Results: An 18-year-old male patient with DMD presented to the emergency department with acute-onset chest pain. Ischemic changes were present on electrocardiogram, and elevated cardiac enzymes were detected. Depressed cardiac function and potential evidence of inflammation were seen on cardiac magnetic resonance (CMR) imaging, characterized by elevated T2 values and late gadolinium enhancement. These findings were all consistent with acute myocarditis but without a viral prodrome. Several days prior to presentation, the patient's deflazacort was abruptly discontinued and converted to an equivalent dose of prednisone. After restarting deflazacort, his symptoms improved, and subsequent CMR showed resolution of myocardial edema and improved left ventricular function.

Conclusions and relevance: This case highlights adverse effects associated with changing between corticosteroid classes in DMD cardiomyopathy and also demonstrates the utility of CMR in detecting myocardial inflammation and monitoring response to treatment.

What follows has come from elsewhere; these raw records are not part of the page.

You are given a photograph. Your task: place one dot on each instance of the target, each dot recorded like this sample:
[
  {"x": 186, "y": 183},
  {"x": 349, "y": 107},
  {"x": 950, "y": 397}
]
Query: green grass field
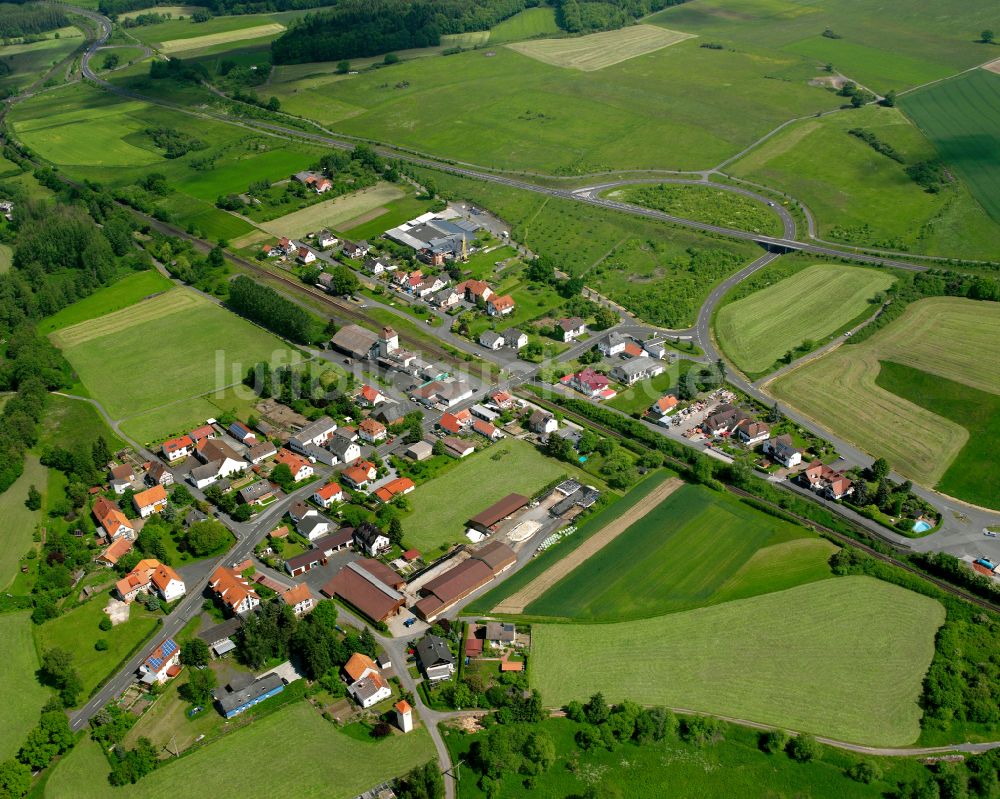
[
  {"x": 944, "y": 336},
  {"x": 842, "y": 658},
  {"x": 126, "y": 292},
  {"x": 661, "y": 274},
  {"x": 442, "y": 506},
  {"x": 531, "y": 115},
  {"x": 19, "y": 522},
  {"x": 883, "y": 44},
  {"x": 77, "y": 631},
  {"x": 731, "y": 766},
  {"x": 972, "y": 475},
  {"x": 22, "y": 696},
  {"x": 861, "y": 197},
  {"x": 528, "y": 24},
  {"x": 962, "y": 118},
  {"x": 676, "y": 558},
  {"x": 191, "y": 347},
  {"x": 813, "y": 304},
  {"x": 705, "y": 204},
  {"x": 326, "y": 763}
]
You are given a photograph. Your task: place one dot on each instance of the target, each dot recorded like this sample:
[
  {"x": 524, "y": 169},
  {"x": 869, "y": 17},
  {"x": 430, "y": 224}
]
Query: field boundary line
[{"x": 516, "y": 603}]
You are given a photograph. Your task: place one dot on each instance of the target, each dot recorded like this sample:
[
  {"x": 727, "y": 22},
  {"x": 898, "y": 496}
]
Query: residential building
[
  {"x": 636, "y": 369},
  {"x": 435, "y": 658},
  {"x": 233, "y": 591},
  {"x": 572, "y": 328},
  {"x": 152, "y": 500},
  {"x": 162, "y": 663}
]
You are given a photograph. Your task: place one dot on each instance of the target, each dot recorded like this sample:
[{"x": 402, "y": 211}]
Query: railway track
[{"x": 841, "y": 538}]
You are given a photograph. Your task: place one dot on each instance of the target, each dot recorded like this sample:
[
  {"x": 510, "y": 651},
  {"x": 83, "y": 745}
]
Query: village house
[
  {"x": 781, "y": 449},
  {"x": 572, "y": 328},
  {"x": 233, "y": 591},
  {"x": 152, "y": 500},
  {"x": 162, "y": 663},
  {"x": 110, "y": 519},
  {"x": 328, "y": 495},
  {"x": 300, "y": 468}
]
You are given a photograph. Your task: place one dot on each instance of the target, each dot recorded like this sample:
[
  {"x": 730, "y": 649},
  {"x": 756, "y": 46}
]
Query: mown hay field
[
  {"x": 843, "y": 658},
  {"x": 599, "y": 50},
  {"x": 812, "y": 304},
  {"x": 945, "y": 336}
]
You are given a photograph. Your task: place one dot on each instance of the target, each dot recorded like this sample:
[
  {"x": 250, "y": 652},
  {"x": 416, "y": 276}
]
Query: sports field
[
  {"x": 962, "y": 118},
  {"x": 125, "y": 292},
  {"x": 77, "y": 631},
  {"x": 600, "y": 50},
  {"x": 443, "y": 505},
  {"x": 326, "y": 763},
  {"x": 332, "y": 213},
  {"x": 19, "y": 522},
  {"x": 810, "y": 305},
  {"x": 842, "y": 658},
  {"x": 862, "y": 197},
  {"x": 944, "y": 336},
  {"x": 177, "y": 345},
  {"x": 677, "y": 557},
  {"x": 21, "y": 694}
]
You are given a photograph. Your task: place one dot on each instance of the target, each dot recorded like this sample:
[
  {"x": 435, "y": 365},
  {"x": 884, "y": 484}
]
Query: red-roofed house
[
  {"x": 328, "y": 495},
  {"x": 175, "y": 449}
]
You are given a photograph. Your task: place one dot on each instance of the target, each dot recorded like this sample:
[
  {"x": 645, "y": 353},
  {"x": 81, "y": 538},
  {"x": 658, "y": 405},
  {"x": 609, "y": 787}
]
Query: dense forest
[
  {"x": 361, "y": 28},
  {"x": 29, "y": 19}
]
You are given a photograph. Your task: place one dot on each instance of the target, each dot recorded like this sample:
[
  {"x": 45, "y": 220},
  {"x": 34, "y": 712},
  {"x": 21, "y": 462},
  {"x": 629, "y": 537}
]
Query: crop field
[
  {"x": 326, "y": 763},
  {"x": 332, "y": 213},
  {"x": 442, "y": 506},
  {"x": 962, "y": 118},
  {"x": 660, "y": 273},
  {"x": 842, "y": 658},
  {"x": 973, "y": 474},
  {"x": 530, "y": 115},
  {"x": 528, "y": 24},
  {"x": 175, "y": 346},
  {"x": 23, "y": 697},
  {"x": 77, "y": 631},
  {"x": 19, "y": 522},
  {"x": 944, "y": 336},
  {"x": 882, "y": 44},
  {"x": 678, "y": 557},
  {"x": 125, "y": 292},
  {"x": 862, "y": 197},
  {"x": 811, "y": 305},
  {"x": 599, "y": 50},
  {"x": 705, "y": 204}
]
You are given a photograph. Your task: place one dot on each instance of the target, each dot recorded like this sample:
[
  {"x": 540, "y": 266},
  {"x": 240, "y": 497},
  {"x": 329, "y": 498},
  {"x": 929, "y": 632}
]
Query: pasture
[
  {"x": 173, "y": 347},
  {"x": 326, "y": 762},
  {"x": 679, "y": 556},
  {"x": 123, "y": 293},
  {"x": 442, "y": 506},
  {"x": 948, "y": 337},
  {"x": 962, "y": 118},
  {"x": 706, "y": 204},
  {"x": 599, "y": 50},
  {"x": 811, "y": 305},
  {"x": 973, "y": 474},
  {"x": 77, "y": 631},
  {"x": 882, "y": 44},
  {"x": 842, "y": 658},
  {"x": 22, "y": 695},
  {"x": 19, "y": 522},
  {"x": 862, "y": 197},
  {"x": 531, "y": 115},
  {"x": 333, "y": 213}
]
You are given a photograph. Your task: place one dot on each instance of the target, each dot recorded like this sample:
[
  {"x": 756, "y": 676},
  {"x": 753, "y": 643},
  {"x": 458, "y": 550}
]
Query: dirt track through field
[{"x": 516, "y": 603}]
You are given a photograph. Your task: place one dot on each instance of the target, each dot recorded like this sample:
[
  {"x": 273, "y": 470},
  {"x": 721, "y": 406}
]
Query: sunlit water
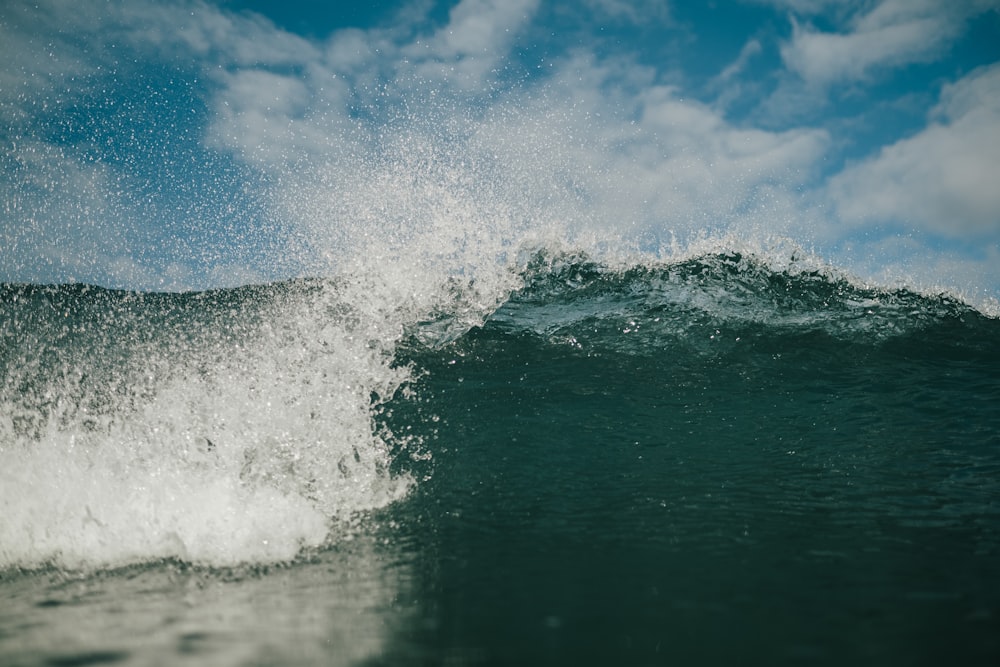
[{"x": 716, "y": 460}]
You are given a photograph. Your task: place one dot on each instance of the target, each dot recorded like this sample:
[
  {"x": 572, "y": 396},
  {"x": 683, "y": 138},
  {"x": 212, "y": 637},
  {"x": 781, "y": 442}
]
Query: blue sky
[{"x": 184, "y": 145}]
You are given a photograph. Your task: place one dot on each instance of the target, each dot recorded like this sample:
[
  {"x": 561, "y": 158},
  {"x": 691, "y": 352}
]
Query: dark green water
[{"x": 709, "y": 462}]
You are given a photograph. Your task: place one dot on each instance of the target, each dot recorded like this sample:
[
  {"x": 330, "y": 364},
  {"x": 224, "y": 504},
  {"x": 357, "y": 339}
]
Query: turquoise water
[{"x": 713, "y": 460}]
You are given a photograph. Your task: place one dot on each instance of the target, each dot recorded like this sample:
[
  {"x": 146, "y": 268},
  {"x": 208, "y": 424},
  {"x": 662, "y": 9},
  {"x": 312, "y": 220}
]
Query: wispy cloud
[
  {"x": 886, "y": 35},
  {"x": 401, "y": 128},
  {"x": 942, "y": 180}
]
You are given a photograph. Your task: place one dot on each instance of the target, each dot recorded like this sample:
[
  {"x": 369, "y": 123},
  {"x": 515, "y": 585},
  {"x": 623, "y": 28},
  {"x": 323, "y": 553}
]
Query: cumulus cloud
[
  {"x": 890, "y": 34},
  {"x": 941, "y": 180},
  {"x": 413, "y": 123}
]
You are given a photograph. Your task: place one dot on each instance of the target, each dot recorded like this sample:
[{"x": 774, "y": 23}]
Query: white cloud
[
  {"x": 943, "y": 180},
  {"x": 638, "y": 12},
  {"x": 406, "y": 129},
  {"x": 891, "y": 34}
]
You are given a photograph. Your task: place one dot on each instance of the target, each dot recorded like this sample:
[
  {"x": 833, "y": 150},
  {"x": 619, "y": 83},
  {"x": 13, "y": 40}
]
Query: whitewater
[{"x": 565, "y": 458}]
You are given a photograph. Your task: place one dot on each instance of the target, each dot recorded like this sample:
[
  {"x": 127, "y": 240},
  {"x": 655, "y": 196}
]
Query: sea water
[{"x": 730, "y": 455}]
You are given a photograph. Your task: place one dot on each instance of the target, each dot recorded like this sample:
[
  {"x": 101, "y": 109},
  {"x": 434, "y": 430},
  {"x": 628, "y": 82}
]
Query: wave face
[{"x": 248, "y": 425}]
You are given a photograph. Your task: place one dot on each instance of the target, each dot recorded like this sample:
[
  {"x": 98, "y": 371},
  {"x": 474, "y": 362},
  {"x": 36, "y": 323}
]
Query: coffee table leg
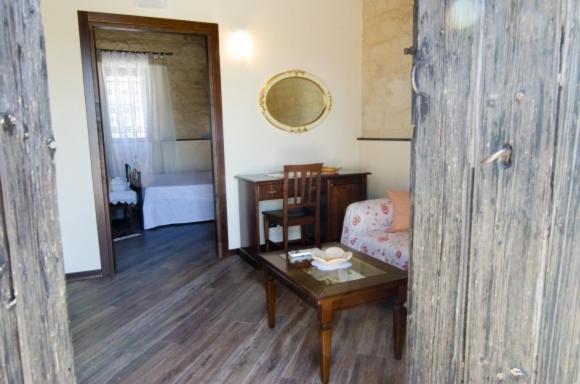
[
  {"x": 400, "y": 322},
  {"x": 271, "y": 300},
  {"x": 325, "y": 316}
]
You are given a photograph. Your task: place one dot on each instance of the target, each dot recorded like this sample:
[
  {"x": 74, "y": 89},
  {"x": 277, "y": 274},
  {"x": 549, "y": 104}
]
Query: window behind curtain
[{"x": 127, "y": 103}]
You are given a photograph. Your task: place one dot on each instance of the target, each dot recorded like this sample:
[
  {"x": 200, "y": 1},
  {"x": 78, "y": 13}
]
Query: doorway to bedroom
[{"x": 157, "y": 148}]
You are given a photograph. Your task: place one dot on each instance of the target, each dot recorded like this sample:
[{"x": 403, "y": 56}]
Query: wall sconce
[{"x": 240, "y": 46}]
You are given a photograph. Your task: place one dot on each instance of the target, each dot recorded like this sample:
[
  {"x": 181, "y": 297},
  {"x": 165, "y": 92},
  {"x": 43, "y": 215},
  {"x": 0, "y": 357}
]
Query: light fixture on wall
[
  {"x": 153, "y": 4},
  {"x": 240, "y": 46}
]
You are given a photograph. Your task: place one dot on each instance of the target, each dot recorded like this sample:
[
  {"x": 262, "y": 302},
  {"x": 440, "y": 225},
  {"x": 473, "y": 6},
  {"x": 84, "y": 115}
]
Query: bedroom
[
  {"x": 155, "y": 113},
  {"x": 493, "y": 271}
]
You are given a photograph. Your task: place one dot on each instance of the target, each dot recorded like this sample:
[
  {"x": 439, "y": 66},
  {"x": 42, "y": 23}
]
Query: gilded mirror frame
[{"x": 325, "y": 93}]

Conflict of interest statement

Conflict of Interest Disclosures: All authors have completed and submitted the ICMJE Form for Disclosure of Potential Conflicts of Interest and none were reported.

Figures

Figure 1.
Figure 1.. ST Elevations in I-III, avF, V6 With Reciprocal Changes
Electrocardiogram of patient with Duchenne muscular dystrophy (DMD) who presented with substernal chest pain.
Figure 2.
Figure 2.. Normal Angiography of the Right Coronary Artery and Left Coronary Artery, Left Anterior Descending, and Left Circumflex Arteries
Coronary angiogram of patient with Duchenne muscular dystrophy who presented with substernal chest pain.
Figure 3.
Figure 3.. Cardiac Magnetic Resonance Imaging (MRI) on Presentation and 4-Month Follow-up Showing a Reduced Left Ventricular Ejection Fraction (LVEF) (42%) and Lateral Wall Hypokinesis
Myocardial edema in septal and lateral walls with elevated T2 values (57 milliseconds, normal reference, 40-55 millisecond) and the presence of late gadolinium enhancement (LGE) in the septum and basal to midlateral walls are consistent with acute myocarditis. Cardiac MRI 4 months later (B) showed improved myocardial function (LVEF 52%). Redemonstration of LGE in the basal to midlateral walls consistent with fibrosis and T2 values normalized to 42-49 milliseconds, indicating resolution of edema.